Huesca

CRISIS DEL CORONAVIRUS

La pandemia dispara las atenciones del Centro de Escucha de Cruz Blanca

Miedo, ansiedad y duelo son algunos de los aspectos comunes entre quienes recurren a este servicio

Conferencia de Toñi Santás, voluntaria en el Centro de Escucha de Cruz Blanca.
Conferencia de Toñi Santás, voluntaria en el Centro de Escucha de Cruz Blanca.
Pablo Segura

Los efectos de la pandemia de la Covid-19 han disparado las atenciones que realiza el Centro de Escucha D. Javier Osés de Cruz Blanca. Desde su puerta en marcha en 2018 hasta la actualidad este servicio ha ayudado a 46 personas, de las que el 56,5 % ha recurrido a este apoyo en lo que va de 2021.

El Centro de Escucha de Cruz Blanca Huesca, un servicio gratuito ubicado en la calle Calatayud, entró en funcionamiento por iniciativa del hermano Juan Vela. Desde esta iniciativa, la primera de este tipo que se puso en marcha en Aragón, se pone en valor el lema de los hermanos de Cruz Blanca: “Acogemos, acompañamos y transformamos”.

Toñi Santas, experta en duelo, es una de los 8 voluntarios de este centro solidario, desde el que tiende su mano a quienes necesitan sentirse acompañados. “A diario nos enfrentamos a diferentes pérdidas; personales, laborales o sociales que dejan una huella en nosotros, hasta rompernos el corazón en algunos casos”, plantea esta voluntaria que hace unos días impartió en el Centro Ibercaja Huesca la ponencia ‘La escucha en el duelo’, que tuvo una gran aceptación por parte del público.

Desde sus comienzos han pasado por este centro 10 voluntarios que han prestado su ayuda a personas inmersas en un proceso de desconsuelo. El año pasado, en los peores meses de la pandemia, como no se pudo prestar servicio de forma presencial se habilitó el ‘Teléfono psicosocial, desde el que esta entidad atendió en colaboración con el Ayuntamiento de Huesca a todo tipo de personas que llamaban porque lo estaban pasando mal a todos los niveles.

Miedo, ansiedad y duelo son algunos de los factores comunes entre quienes recurren a este servicio. Toñi Santas trata de ayudar a quienes llaman a su puerta, personas que han sufrido una pérdida, “que puede abrir otro duelo no resuelto u otras heridas como el abandono, la traición o la injusticia”.

Cada persona lleva una carga en su mochila, comenta esta experta en duelo que desde la adolescencia sintió la vocación de acompañar a los enfermos en los hospitales. Aunque su deseo fue estudiar Trabajo Social se decantó finalmente por Empresariales, una carrera que terminó y con la que obtuvo un buen trabajo que abandonó hace unos años cuando una enfermedad le hizo plantearse otra forma de vivir, ayudando a los demás.

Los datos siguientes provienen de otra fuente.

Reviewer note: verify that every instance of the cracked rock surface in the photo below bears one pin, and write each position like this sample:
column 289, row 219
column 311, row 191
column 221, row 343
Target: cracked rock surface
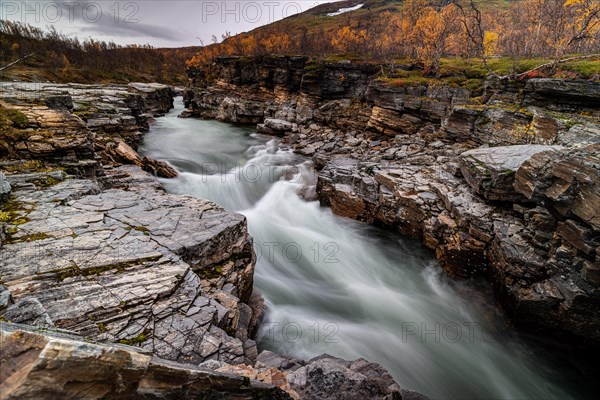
column 135, row 265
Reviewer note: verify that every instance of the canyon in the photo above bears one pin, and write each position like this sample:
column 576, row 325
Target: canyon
column 140, row 293
column 501, row 181
column 112, row 287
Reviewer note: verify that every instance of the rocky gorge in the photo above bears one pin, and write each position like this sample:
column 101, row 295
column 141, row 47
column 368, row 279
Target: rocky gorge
column 111, row 287
column 501, row 181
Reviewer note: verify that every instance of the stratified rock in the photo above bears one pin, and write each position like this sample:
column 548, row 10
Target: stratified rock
column 278, row 125
column 52, row 365
column 158, row 98
column 491, row 171
column 568, row 181
column 29, row 311
column 580, row 135
column 4, row 189
column 158, row 168
column 5, row 298
column 137, row 266
column 574, row 91
column 327, row 377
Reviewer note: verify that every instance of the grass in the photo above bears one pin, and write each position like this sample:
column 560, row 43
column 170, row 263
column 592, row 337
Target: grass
column 10, row 117
column 471, row 74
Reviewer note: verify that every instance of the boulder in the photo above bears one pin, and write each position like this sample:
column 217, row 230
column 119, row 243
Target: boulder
column 278, row 125
column 491, row 171
column 563, row 91
column 56, row 364
column 567, row 180
column 137, row 266
column 4, row 189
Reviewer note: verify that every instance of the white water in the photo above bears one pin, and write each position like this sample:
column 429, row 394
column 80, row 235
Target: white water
column 345, row 10
column 341, row 287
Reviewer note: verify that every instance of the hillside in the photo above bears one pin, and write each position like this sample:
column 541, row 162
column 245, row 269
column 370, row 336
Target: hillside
column 488, row 37
column 58, row 58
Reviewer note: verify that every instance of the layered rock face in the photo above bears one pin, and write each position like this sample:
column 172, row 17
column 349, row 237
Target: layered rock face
column 48, row 365
column 112, row 288
column 502, row 182
column 74, row 126
column 53, row 364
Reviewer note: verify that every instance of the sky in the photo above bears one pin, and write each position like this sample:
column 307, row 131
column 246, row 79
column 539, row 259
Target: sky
column 161, row 23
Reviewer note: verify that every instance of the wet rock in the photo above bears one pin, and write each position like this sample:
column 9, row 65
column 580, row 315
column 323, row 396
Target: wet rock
column 327, row 377
column 491, row 171
column 158, row 98
column 569, row 181
column 75, row 366
column 29, row 311
column 566, row 91
column 5, row 298
column 136, row 265
column 278, row 125
column 59, row 102
column 4, row 189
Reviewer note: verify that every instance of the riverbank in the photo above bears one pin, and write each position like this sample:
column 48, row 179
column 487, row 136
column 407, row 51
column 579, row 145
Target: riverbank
column 96, row 248
column 502, row 183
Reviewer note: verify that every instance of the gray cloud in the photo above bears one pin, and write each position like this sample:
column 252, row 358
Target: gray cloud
column 158, row 22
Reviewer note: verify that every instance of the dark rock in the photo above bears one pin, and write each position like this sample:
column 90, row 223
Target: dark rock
column 75, row 366
column 491, row 171
column 576, row 91
column 58, row 102
column 4, row 189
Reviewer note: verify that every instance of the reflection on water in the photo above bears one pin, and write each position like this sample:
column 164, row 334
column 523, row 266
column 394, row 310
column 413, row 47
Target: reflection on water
column 341, row 287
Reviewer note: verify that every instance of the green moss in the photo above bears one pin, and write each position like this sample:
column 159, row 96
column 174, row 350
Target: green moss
column 12, row 117
column 141, row 338
column 101, row 327
column 5, row 216
column 212, row 272
column 28, row 238
column 246, row 383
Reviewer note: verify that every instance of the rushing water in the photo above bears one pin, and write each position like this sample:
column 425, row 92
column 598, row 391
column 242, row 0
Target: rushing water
column 347, row 289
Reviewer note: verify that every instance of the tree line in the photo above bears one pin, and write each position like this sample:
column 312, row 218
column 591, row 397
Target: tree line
column 425, row 31
column 89, row 59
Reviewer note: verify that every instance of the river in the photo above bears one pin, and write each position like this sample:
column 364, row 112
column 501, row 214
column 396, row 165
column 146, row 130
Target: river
column 341, row 287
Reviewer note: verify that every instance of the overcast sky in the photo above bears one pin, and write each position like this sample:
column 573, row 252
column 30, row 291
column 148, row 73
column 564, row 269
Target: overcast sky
column 162, row 23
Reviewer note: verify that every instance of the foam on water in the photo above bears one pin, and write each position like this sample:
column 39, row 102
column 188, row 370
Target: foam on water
column 337, row 286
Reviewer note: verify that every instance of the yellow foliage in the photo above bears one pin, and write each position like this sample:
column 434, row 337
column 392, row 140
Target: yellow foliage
column 490, row 41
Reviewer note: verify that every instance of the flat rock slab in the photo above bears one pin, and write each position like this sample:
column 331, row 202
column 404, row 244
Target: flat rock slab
column 135, row 265
column 46, row 364
column 490, row 171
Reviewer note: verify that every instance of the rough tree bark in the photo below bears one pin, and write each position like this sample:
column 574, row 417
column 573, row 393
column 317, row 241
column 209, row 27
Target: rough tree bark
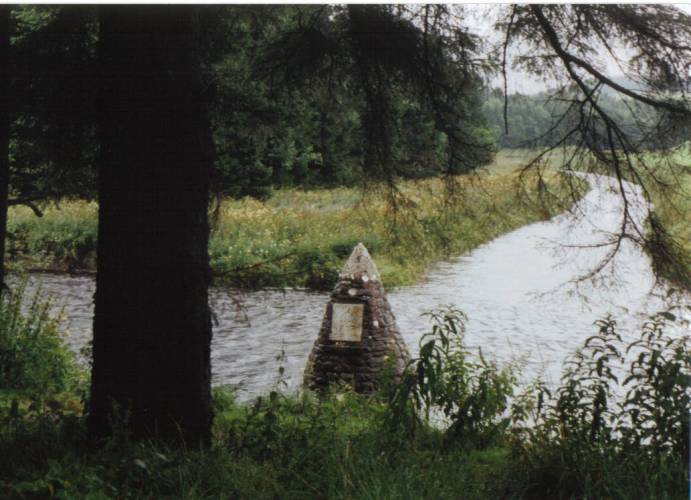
column 152, row 328
column 4, row 131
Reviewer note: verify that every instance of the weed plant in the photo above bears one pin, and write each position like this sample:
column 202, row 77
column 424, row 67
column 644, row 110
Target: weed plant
column 456, row 426
column 301, row 238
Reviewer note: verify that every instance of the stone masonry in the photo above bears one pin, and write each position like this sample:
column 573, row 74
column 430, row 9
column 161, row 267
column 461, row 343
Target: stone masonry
column 359, row 339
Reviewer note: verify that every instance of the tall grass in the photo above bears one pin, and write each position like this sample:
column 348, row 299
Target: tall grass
column 483, row 436
column 671, row 248
column 34, row 361
column 300, row 238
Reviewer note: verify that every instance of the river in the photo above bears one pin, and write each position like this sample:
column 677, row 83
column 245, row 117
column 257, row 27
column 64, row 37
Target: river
column 520, row 291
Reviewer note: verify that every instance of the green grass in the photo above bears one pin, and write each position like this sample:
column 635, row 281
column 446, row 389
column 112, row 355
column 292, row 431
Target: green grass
column 671, row 249
column 578, row 443
column 301, row 238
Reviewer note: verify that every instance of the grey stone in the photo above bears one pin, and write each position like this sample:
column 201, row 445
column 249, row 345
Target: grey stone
column 359, row 339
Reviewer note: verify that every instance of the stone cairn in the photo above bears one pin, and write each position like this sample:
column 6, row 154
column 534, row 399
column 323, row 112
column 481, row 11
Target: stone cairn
column 359, row 339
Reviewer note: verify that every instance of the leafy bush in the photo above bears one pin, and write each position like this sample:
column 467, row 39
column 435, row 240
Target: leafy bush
column 34, row 360
column 619, row 418
column 471, row 393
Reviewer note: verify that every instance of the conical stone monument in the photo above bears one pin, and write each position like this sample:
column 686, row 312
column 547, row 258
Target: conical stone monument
column 359, row 339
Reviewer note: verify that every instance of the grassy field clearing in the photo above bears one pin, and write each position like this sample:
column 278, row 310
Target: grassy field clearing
column 300, row 237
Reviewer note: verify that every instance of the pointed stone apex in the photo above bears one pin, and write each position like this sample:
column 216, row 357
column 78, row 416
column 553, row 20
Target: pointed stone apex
column 360, row 266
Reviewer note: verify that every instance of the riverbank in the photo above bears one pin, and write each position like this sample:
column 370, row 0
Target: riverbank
column 671, row 253
column 299, row 238
column 503, row 440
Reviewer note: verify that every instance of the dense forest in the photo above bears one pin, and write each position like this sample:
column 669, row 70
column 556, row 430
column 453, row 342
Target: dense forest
column 239, row 142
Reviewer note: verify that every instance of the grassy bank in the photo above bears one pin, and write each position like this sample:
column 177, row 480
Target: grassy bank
column 501, row 441
column 671, row 251
column 300, row 238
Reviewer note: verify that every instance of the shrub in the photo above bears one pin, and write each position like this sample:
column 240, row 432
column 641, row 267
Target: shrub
column 34, row 360
column 471, row 393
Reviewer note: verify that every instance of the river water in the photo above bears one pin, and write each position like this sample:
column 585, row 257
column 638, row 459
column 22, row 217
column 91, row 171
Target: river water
column 521, row 293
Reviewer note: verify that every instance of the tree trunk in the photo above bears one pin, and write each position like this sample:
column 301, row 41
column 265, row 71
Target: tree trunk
column 5, row 68
column 152, row 328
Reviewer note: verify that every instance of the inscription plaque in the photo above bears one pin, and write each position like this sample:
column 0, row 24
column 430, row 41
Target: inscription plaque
column 346, row 322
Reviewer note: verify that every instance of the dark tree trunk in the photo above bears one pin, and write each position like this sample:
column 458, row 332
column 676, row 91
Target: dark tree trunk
column 4, row 131
column 152, row 328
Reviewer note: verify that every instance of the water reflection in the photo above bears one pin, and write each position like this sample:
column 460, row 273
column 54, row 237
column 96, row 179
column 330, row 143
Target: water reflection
column 521, row 293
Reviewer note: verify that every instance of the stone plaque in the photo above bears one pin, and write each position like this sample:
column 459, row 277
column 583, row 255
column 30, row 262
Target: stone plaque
column 346, row 322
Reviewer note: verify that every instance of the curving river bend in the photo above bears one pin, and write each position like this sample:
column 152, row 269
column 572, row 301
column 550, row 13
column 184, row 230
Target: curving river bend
column 518, row 292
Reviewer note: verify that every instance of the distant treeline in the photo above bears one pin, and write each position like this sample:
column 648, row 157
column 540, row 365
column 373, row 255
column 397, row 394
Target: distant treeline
column 542, row 120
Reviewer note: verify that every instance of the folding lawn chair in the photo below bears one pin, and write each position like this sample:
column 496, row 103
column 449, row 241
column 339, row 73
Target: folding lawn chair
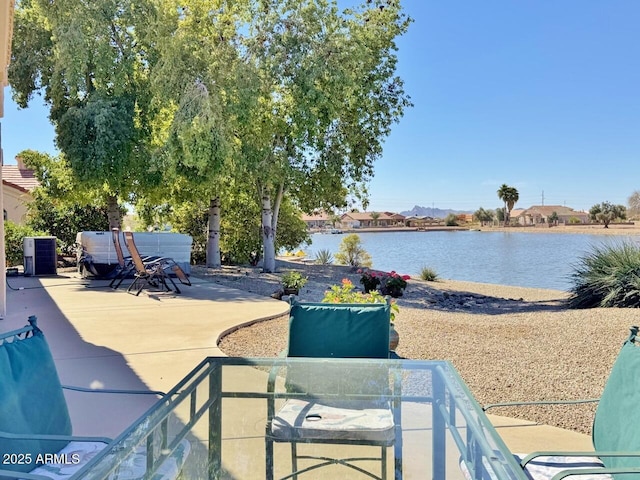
column 615, row 434
column 153, row 272
column 36, row 440
column 324, row 330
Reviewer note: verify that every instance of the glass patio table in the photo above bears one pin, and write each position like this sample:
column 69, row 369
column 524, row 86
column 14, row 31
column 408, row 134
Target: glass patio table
column 221, row 411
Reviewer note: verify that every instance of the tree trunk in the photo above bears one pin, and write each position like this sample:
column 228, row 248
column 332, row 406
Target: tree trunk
column 113, row 212
column 213, row 242
column 268, row 235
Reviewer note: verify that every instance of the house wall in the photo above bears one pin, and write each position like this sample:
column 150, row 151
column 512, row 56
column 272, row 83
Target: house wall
column 15, row 204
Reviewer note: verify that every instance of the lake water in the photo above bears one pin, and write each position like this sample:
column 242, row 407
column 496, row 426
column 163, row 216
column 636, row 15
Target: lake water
column 538, row 260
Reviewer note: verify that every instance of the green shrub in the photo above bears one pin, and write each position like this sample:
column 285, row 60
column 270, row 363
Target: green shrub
column 346, row 293
column 608, row 276
column 14, row 240
column 293, row 279
column 324, row 257
column 428, row 274
column 351, row 252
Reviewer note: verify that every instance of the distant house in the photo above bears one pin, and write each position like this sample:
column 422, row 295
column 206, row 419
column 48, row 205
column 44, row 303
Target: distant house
column 365, row 219
column 419, row 220
column 17, row 184
column 539, row 214
column 319, row 220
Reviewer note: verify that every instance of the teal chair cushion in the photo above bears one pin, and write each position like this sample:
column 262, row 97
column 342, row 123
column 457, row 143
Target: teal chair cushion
column 31, row 399
column 325, row 330
column 617, row 423
column 328, row 330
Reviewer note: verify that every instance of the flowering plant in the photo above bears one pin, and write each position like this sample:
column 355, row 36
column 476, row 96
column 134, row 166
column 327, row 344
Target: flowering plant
column 393, row 281
column 293, row 279
column 344, row 293
column 369, row 280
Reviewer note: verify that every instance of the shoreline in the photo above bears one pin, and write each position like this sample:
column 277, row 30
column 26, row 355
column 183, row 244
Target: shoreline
column 507, row 343
column 588, row 229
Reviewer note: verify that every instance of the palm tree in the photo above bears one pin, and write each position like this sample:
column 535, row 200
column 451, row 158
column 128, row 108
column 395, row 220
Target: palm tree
column 509, row 195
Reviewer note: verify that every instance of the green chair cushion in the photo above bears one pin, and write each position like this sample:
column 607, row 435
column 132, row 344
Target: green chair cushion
column 617, row 423
column 31, row 398
column 328, row 330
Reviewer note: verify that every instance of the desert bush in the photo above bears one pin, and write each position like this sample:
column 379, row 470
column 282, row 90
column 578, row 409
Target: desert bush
column 607, row 276
column 324, row 257
column 428, row 274
column 351, row 252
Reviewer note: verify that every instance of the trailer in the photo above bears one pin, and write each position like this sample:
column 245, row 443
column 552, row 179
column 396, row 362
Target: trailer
column 96, row 255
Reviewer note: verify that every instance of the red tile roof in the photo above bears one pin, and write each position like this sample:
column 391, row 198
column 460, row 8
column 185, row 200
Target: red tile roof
column 21, row 179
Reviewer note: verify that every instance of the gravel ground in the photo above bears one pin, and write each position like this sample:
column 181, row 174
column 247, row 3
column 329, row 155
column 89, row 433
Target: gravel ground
column 508, row 343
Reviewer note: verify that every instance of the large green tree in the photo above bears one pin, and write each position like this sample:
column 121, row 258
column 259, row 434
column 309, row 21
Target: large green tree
column 633, row 203
column 483, row 216
column 60, row 206
column 509, row 195
column 200, row 84
column 326, row 98
column 91, row 63
column 607, row 212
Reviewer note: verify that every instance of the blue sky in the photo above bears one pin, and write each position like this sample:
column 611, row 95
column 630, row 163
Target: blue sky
column 542, row 95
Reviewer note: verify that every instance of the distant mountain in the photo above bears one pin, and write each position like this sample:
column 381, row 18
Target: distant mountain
column 419, row 211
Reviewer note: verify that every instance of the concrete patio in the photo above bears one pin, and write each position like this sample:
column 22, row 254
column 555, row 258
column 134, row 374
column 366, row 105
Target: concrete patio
column 107, row 338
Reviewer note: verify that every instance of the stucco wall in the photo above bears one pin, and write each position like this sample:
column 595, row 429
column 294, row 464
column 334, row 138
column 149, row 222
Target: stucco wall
column 15, row 202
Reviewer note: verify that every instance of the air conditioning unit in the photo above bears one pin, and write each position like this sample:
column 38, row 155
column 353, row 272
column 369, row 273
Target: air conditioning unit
column 40, row 256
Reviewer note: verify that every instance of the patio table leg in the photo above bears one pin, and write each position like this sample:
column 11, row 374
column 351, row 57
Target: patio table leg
column 439, row 452
column 215, row 424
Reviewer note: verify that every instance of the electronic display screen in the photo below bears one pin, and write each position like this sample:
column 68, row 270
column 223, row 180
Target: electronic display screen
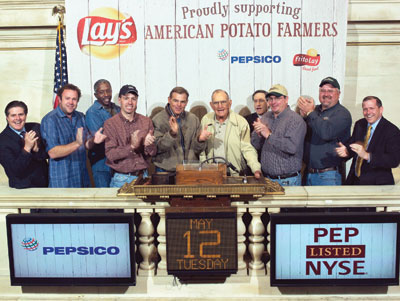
column 334, row 249
column 201, row 243
column 71, row 249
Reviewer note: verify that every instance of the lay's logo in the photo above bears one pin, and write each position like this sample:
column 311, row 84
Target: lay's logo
column 106, row 33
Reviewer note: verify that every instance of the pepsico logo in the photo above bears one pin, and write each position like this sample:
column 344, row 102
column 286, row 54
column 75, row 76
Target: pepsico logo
column 106, row 33
column 223, row 54
column 312, row 58
column 30, row 244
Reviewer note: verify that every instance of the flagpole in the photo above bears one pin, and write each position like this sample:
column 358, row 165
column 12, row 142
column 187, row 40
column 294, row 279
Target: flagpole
column 60, row 67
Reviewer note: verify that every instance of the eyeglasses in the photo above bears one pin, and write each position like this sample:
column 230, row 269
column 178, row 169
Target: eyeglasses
column 272, row 98
column 222, row 103
column 328, row 91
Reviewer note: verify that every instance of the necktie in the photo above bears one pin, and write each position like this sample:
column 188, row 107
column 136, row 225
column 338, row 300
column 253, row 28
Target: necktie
column 359, row 159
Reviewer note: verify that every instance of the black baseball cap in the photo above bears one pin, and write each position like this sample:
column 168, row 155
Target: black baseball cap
column 330, row 80
column 128, row 89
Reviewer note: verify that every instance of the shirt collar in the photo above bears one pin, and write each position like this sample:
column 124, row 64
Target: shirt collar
column 375, row 124
column 135, row 116
column 60, row 113
column 17, row 132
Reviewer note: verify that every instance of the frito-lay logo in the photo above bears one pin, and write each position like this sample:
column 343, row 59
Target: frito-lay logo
column 312, row 58
column 106, row 33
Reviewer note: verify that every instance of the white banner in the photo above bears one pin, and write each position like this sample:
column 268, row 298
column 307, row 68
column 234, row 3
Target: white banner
column 239, row 46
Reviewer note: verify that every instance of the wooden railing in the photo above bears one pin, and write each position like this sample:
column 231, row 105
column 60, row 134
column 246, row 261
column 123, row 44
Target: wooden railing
column 252, row 220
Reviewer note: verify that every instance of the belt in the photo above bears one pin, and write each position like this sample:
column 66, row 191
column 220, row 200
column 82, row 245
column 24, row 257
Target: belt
column 285, row 176
column 135, row 173
column 315, row 170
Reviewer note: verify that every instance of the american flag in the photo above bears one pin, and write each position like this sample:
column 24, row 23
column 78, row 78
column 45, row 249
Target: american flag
column 60, row 66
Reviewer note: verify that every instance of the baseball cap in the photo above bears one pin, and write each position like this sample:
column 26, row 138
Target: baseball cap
column 128, row 89
column 330, row 80
column 277, row 90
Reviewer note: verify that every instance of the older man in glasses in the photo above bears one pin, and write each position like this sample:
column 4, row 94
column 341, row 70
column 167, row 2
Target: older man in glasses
column 229, row 136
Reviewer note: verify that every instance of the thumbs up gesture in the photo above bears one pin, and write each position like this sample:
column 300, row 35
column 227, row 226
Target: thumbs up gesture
column 149, row 139
column 204, row 134
column 341, row 150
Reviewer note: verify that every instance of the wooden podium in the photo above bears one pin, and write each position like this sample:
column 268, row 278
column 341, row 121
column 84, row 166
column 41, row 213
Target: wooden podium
column 209, row 174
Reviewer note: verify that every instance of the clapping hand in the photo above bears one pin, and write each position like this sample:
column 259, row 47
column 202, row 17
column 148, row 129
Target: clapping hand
column 173, row 125
column 99, row 137
column 30, row 140
column 261, row 128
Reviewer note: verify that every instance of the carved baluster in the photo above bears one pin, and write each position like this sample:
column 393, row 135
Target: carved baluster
column 241, row 238
column 146, row 239
column 270, row 210
column 256, row 246
column 162, row 244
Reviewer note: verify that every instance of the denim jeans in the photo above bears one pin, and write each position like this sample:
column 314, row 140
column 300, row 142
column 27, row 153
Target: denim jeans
column 292, row 181
column 328, row 178
column 119, row 179
column 101, row 178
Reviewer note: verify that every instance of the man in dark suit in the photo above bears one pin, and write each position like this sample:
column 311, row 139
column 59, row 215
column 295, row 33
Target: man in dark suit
column 260, row 107
column 374, row 147
column 22, row 153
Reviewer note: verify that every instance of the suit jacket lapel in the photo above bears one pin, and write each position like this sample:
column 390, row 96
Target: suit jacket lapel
column 376, row 134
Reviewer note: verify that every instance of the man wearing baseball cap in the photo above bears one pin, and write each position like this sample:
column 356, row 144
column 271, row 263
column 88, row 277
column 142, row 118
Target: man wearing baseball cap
column 130, row 140
column 279, row 134
column 328, row 124
column 178, row 133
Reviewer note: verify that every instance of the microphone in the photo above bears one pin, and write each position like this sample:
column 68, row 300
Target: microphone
column 228, row 164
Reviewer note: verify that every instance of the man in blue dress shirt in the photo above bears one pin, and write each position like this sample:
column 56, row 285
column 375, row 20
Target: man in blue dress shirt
column 67, row 138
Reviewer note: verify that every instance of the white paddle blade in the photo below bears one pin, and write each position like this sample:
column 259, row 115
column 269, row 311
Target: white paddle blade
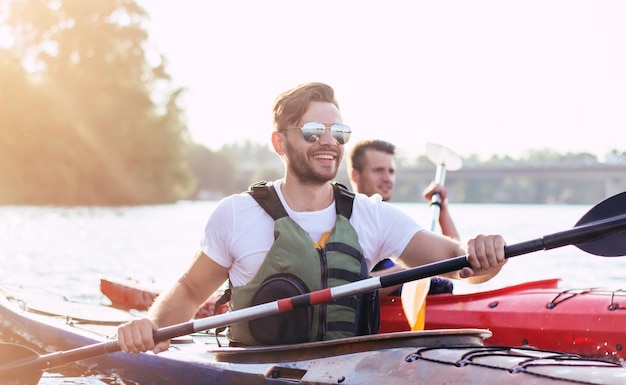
column 442, row 155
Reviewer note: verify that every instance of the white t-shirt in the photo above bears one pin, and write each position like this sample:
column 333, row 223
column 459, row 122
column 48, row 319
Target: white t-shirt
column 239, row 232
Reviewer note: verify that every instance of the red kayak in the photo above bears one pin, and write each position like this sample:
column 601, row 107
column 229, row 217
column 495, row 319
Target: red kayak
column 588, row 322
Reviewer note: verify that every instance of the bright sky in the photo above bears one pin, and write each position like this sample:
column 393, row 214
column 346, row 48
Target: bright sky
column 483, row 77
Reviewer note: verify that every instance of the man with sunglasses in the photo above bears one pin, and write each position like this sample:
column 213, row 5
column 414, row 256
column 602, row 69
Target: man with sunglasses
column 316, row 238
column 372, row 170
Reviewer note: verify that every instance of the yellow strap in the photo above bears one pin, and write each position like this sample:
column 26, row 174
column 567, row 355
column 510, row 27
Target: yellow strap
column 323, row 240
column 414, row 302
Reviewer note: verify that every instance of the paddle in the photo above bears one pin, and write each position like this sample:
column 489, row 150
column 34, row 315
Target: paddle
column 414, row 293
column 597, row 232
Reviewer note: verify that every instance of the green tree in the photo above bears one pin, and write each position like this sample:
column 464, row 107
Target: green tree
column 97, row 123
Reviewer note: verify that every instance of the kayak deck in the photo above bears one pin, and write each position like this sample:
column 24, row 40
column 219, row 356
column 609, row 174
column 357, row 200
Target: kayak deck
column 434, row 356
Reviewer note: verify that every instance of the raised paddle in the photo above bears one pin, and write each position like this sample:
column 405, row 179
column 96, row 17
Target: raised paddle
column 414, row 293
column 597, row 233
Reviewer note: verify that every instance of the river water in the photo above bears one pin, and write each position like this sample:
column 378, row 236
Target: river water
column 68, row 250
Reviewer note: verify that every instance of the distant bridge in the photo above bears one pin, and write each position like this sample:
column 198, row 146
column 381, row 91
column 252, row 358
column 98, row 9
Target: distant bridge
column 607, row 179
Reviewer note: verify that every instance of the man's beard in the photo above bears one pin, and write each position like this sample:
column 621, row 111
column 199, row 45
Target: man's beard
column 299, row 164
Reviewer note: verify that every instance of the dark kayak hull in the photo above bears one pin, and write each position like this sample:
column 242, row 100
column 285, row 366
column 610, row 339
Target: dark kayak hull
column 429, row 357
column 588, row 322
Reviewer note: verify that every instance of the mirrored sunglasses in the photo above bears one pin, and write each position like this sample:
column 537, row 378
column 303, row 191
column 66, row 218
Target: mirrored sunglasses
column 313, row 131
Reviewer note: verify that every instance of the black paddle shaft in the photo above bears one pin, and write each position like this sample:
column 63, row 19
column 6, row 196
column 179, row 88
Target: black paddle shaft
column 579, row 235
column 602, row 231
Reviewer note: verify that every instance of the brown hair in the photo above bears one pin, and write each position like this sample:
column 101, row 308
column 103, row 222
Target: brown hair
column 292, row 104
column 357, row 156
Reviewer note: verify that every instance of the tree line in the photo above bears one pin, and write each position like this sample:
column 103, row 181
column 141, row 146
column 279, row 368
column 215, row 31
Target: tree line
column 89, row 116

Tras estudiar en 2018 un Máster de Duelo en Madrid, en el Centro de Humanización de la Salud, se ofreció como voluntaria para el Centro de Escucha D. Javier Osés de Cruz Blanca.

“Es una labor que no se paga con dinero”, plantea esta voluntaria que explica que a este servicio puede acudir “cualquier personas que esté sufriendo cualquier tipo de problema ya sea la pérdida de un familiar, del trabajo, que esté pasando una crisis personal o que deba afrontar una enfermedad”.

Aclara que el equipo del que forma parte no hace terapia. “Nosotros somos profesionales, gente formada, y lo que hacemos especialmente es acoger a la persona para que nos cuente. Luego viene una fase de autocomprensión para que vea su situación. Al final le acompañamos para que saque sus propios recursos y que entre en acción para que no se queden con el sufrimiento”, detalla.

Finalmente plantea que estos voluntarios no pueden cargar con la mochila de nadie. “Ojalá tuviésemos una varita mágica para poder quitarles algo de dolor o de sufrimiento, pero la gente se va del centro de escucha muy aliviada. Les escuchamos sin juicios, no damos consejos, porque son buenos para quien los da pero no para los recibe. Lo que hacemos es acoger incondicionalmente lo que nos cuentan, cosas que a veces no pueden contar en casa”, concluye.